Drawbacks of making homework too visible

A challenge from using an online homework planner was recently brought to my attention by a deputy head teacher. Her school decided to switch over to Milk and abandon their existing digital homework diary with another supplier. Apart from this school’s appraisal of Milk’s functionality, a motivating factor in deciding to switch was something I had not heard before and was concerned about resources being uploaded by teachers that could potentially and wittingly contravene copyrights and licensing.

With teachers hoarding resources from different teaching roles over the years and re-using them, I can appreciate how easily this might occur. The problem is when resources are attached to homework tasks that are displayed on a weekly calendar, typically embedded onto a school website, therefore out in the public domain.
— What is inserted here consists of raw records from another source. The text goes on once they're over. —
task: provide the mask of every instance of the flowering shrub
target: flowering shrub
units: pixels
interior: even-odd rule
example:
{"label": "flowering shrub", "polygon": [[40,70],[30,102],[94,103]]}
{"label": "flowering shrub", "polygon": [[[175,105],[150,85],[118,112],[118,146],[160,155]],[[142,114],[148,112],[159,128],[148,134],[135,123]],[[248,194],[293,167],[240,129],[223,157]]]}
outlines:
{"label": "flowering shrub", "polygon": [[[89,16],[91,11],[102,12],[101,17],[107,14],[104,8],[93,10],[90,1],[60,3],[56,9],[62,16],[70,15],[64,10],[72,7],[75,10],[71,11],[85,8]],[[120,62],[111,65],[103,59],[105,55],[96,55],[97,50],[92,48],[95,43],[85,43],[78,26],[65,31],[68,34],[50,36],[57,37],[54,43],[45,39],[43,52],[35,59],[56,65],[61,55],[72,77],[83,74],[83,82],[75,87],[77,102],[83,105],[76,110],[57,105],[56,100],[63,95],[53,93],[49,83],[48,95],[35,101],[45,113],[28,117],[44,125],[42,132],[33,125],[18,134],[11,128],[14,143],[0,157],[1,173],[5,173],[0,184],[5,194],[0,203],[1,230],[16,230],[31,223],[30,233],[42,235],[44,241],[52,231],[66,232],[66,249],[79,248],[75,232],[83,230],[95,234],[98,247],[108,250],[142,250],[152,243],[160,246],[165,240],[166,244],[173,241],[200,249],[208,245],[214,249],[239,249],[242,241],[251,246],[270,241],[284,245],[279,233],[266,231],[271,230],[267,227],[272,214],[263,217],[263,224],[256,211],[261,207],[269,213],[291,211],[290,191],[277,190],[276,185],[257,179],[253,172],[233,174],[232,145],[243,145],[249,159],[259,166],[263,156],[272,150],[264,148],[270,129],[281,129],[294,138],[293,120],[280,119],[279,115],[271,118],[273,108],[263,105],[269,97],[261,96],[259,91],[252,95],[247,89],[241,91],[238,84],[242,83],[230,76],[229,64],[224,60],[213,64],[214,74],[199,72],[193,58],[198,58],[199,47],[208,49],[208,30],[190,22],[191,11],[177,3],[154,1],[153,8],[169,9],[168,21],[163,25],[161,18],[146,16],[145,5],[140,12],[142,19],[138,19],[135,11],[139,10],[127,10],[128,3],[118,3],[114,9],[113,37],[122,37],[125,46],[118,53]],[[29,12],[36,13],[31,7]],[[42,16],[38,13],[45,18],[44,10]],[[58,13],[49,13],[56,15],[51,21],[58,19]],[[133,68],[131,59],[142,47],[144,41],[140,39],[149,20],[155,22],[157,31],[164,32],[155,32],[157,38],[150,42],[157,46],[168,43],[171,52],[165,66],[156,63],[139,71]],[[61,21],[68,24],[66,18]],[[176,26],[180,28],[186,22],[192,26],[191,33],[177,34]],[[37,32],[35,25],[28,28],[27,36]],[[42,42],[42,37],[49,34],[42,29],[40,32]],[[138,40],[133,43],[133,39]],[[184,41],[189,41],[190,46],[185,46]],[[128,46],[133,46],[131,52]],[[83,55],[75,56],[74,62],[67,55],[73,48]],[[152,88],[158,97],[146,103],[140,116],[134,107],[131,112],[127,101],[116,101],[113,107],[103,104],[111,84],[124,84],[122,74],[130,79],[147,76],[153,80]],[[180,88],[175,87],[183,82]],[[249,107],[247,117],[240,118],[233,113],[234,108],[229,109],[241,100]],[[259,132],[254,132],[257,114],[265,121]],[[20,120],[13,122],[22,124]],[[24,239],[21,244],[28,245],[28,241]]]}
The rationale for showing homework this way initially appears to makes sense until you realise, apart from paying for a glorified web calendar a school could build themselves, your school has no control over who sees the school’s repertoire of homework tasks and resources.

This is actually the complete opposite to how Milk works and deliberately so for reasons I shall explain. Then there’s the annoyance for some teachers amongst us of having that painstakingly planned homework task being plagiarised by teachers from other schools. I’m referring here to the “free rider” problem and notice how we said “some” teachers, because we teachers are generally selfless folk who willingly share best practice and resources with each other. If you’re not convinced, just check out Twitter for countless examples of such occupational altruism occurring on an hourly basis.

With ever increasing work scrutiny and accountability facing our classroom teachers and their line managers, many in the teaching profession yearn for a notion of trust by preserving some degree of operational discretion in how they teach.  It’s the old “autonomy in teaching” debate rearing its head again.  Because homework set via Milk is only privy to those who have a Milk account, teachers enjoy setting homework that’s only ever accessible to relevant students and parents. So in a sense, Milk gives schools the best of both worlds by providing accountability with features such as, downloadable homework reports and SLT overview capabilities, but at the same time it allows the introverted or modest teacher to keep their work out of the wider public domain.